CANNES, France—Before Publicis CEO Arthur Sadoun rattled the ad industry by putting a one-year ban on his staff entering award shows, one of the world’s most iconic agencies considered doing the same thing.
But when Wieden + Kennedy was considering the move 18 months ago, the independent agency’s leadership did something Sadoun seemingly did not: They asked their staff for feedback. And they got an earful.
“What it felt like was that a bunch of senior people had climbed a ladder that they were then pulling up behind themselves,” W+K CCO Colleen DeCourcy told Adweek today in Cannes. “Because it is true these creatives get promoted, get raises, get known by winning awards. It would be stealing part of their career path from them.”
While the Publicis decision was largely a financial one, W+K’s motivation was to find a better way to reward employees’ work, DeCourcy said. The W+K leadership team had been exploring new ways to celebrate creative accomplishments, such as running paid ads to celebrate the creators of work they were proud of.

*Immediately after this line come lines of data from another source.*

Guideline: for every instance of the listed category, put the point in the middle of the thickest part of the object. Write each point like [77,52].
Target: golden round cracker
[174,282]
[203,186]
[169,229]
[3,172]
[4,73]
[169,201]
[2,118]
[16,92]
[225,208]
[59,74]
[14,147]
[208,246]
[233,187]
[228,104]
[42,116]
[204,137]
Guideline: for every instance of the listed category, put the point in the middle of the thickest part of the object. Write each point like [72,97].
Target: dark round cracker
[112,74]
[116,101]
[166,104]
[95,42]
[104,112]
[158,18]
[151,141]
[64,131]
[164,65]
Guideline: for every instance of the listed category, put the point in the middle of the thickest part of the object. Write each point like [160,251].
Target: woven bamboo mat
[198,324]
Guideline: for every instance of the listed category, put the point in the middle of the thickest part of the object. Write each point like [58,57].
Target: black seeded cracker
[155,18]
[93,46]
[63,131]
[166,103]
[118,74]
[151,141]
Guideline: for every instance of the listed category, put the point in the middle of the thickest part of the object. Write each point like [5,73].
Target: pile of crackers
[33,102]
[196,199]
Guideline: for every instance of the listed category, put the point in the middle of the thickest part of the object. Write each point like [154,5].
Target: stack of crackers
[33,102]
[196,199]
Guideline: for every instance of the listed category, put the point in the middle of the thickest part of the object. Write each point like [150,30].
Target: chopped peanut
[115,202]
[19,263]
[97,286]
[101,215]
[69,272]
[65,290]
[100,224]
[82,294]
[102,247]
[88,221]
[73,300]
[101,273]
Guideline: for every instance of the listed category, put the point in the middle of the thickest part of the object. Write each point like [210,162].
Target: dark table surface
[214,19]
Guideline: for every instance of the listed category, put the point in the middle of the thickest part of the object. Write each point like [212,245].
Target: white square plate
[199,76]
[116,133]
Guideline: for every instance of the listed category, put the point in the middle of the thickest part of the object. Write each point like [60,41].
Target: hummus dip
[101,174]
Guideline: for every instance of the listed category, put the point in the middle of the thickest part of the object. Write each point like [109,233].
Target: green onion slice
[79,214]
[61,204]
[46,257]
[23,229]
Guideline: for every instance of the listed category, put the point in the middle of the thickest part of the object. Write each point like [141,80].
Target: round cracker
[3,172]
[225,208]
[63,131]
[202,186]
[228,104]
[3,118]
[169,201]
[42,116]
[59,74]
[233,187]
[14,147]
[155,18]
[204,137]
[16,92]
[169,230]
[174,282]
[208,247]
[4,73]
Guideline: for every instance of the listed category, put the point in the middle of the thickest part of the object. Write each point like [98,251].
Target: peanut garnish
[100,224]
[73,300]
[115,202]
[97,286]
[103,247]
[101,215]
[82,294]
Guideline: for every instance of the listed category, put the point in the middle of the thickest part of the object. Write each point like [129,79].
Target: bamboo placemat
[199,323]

While award shows can build careers and help the industry evolve, agencies find the competitions also have their share of negatives, such as fueling internal politics, engendering bitterness among non-winners and exposing emerging talents to a high level of global scrutiny.

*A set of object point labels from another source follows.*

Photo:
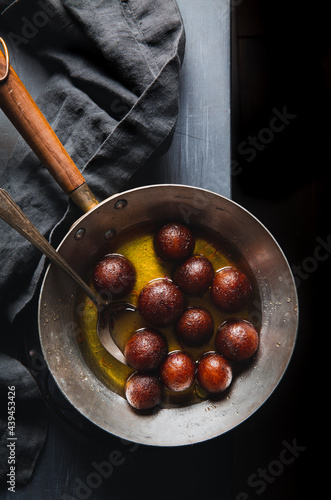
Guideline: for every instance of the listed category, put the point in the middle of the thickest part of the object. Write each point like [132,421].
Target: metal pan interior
[182,425]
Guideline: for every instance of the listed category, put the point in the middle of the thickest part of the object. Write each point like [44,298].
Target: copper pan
[88,239]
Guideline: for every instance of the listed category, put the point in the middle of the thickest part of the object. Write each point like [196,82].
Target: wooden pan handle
[23,112]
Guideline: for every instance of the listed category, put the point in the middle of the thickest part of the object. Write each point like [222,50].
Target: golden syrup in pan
[137,245]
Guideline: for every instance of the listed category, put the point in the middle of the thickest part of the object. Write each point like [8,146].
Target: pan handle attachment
[13,215]
[23,112]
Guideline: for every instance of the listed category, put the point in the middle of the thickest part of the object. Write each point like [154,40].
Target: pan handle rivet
[80,234]
[120,204]
[110,234]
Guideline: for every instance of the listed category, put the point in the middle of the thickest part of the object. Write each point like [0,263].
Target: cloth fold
[112,99]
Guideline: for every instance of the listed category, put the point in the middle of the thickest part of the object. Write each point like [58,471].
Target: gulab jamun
[195,275]
[161,302]
[143,391]
[178,371]
[231,289]
[114,274]
[195,326]
[146,349]
[214,373]
[237,340]
[174,242]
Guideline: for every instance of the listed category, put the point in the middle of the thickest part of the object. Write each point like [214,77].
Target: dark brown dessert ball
[174,242]
[237,340]
[195,275]
[146,349]
[214,373]
[143,391]
[195,326]
[114,274]
[178,371]
[231,289]
[161,302]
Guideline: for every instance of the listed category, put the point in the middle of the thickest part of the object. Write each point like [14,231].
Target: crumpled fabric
[112,99]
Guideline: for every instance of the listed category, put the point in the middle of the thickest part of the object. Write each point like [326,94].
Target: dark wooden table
[269,455]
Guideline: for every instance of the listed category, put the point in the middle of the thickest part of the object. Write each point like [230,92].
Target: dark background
[281,60]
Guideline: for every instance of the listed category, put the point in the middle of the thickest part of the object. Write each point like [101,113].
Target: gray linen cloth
[112,99]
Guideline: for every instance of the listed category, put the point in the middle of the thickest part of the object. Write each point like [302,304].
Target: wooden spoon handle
[23,112]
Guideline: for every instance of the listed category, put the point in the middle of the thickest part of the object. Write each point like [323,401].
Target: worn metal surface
[199,156]
[277,307]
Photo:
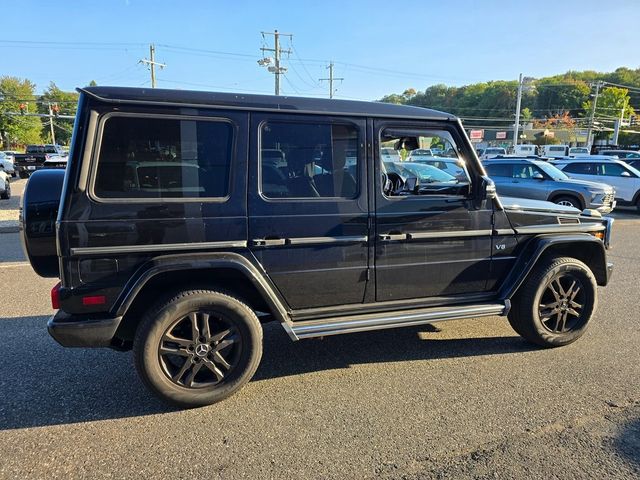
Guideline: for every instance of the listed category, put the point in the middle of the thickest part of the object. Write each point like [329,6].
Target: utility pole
[618,123]
[331,79]
[593,112]
[53,133]
[266,62]
[516,127]
[151,62]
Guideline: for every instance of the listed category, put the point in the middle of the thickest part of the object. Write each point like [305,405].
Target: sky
[378,47]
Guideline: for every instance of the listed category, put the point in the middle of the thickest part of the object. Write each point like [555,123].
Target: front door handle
[268,242]
[392,236]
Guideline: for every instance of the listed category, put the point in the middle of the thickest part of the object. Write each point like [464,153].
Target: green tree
[67,103]
[16,130]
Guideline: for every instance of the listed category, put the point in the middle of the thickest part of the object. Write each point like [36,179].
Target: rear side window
[580,168]
[309,160]
[162,158]
[499,170]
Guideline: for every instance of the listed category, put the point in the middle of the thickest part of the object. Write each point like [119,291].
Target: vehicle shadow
[43,383]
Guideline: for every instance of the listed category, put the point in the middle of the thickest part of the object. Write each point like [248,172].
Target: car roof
[241,101]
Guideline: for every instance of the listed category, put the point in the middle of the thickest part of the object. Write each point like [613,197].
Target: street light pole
[516,127]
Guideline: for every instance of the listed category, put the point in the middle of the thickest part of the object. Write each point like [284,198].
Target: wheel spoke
[185,366]
[217,357]
[224,344]
[219,336]
[192,375]
[211,366]
[195,331]
[182,352]
[206,331]
[183,342]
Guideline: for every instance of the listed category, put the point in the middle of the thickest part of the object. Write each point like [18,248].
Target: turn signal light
[95,300]
[55,296]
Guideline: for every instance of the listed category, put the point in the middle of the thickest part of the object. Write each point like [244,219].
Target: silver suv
[527,178]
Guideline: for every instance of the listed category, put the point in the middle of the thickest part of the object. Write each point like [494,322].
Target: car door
[431,241]
[624,180]
[308,207]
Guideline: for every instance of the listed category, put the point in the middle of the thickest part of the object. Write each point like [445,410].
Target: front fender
[201,261]
[584,247]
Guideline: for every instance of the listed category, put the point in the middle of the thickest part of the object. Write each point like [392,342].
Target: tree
[67,103]
[16,130]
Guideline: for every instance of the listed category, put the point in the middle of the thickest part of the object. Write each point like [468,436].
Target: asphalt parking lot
[469,399]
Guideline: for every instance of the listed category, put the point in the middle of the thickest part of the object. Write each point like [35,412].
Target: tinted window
[309,160]
[499,170]
[611,169]
[164,158]
[580,168]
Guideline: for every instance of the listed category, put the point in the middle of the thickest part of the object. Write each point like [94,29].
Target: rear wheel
[555,304]
[198,347]
[568,201]
[6,195]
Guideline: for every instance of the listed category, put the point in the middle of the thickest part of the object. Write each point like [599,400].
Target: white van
[524,150]
[556,150]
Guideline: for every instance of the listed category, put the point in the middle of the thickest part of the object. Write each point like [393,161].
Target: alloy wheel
[561,307]
[199,350]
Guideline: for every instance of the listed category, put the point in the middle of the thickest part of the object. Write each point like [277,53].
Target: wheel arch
[232,273]
[584,247]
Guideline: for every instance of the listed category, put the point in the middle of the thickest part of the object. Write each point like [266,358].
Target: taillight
[55,296]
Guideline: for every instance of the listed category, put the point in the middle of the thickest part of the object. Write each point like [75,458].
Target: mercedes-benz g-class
[184,220]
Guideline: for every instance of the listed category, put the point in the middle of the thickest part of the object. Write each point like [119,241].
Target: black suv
[185,220]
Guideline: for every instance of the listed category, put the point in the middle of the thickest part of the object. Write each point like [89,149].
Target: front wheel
[198,347]
[555,304]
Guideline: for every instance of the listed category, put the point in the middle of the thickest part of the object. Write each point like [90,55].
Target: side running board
[379,321]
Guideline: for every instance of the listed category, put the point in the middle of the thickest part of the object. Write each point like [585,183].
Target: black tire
[161,333]
[533,315]
[6,195]
[569,201]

“We wanted to make a statement that says, ‘We’re not like those mothers putting you in a beauty pageant,'” DeCourcy said. “We believe in you. Let’s find a way to reward your creativity that isn’t about throwing you into the shark tank.”

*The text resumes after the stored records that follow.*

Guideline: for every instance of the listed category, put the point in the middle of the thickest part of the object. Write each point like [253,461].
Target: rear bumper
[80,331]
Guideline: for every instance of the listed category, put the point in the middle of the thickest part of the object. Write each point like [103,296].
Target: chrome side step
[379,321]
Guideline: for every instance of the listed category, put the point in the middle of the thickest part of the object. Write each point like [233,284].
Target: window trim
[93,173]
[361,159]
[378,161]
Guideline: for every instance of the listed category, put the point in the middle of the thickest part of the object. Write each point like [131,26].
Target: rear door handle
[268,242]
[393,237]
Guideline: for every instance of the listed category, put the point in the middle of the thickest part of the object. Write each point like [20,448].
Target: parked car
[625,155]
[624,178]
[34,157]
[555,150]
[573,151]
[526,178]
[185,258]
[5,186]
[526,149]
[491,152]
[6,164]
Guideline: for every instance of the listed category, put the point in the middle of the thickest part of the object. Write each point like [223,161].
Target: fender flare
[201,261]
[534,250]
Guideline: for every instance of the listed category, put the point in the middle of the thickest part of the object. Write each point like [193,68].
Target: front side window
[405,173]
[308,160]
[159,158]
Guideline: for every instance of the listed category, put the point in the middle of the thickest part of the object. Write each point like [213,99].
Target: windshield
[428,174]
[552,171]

The plan was to take a year off from award show entries and spend the money creating a new system for employee recognition. But when the leadership floated the plan internally, it landed with a thud.
“We talked to the creative leaders of each office, and they talked to their creative directors,” DeCourcy said. “People were disappointed. We were moving the ladder, and we didn’t feel like what we had in its place was as robust yet as the ladder.”
W+K execs suspect that Publicis would have heard similar feedback if the agency network had asked its teams for feedback before announcing the news to the outside world.
“The thing [Publicis] did wrong was making a public statement before they talked to their own people,” said W+K Global COO Neil Christie. “They had something that had a big impact on their own internal creative culture, and they hadn’t told people internally before announcing it publicly.”
DeCourcy admits that the potential for PR backlash—similar to the high-profile critics coming out against Publicis’ award ban—played a part in W+K’s decision to scrap its plan for an award hiatus.
“We didn’t want it to be a press factor. What’s to be gained by it? Are we going to be heroes because we pulled out of Cannes?” she said. “There was more negative than positive.”
Since backing off the idea more than a year ago, W+K has continued looking for internal ways to supplement the role that award shows play in the industry. Doing so also helps the agency stay focused on finding new ways to keep its staffers loyal and engaged.
“There’s a lot of talk about millennial employee retention: ‘Do you want to take your dog to work?’ ‘Do you want a skate park and yoga?’,” DeCourcy said. “These people want to be known. They want to be famous. They work hard enough, so they deserve it. So we were trying to figure that out, and quite frankly, we still are.”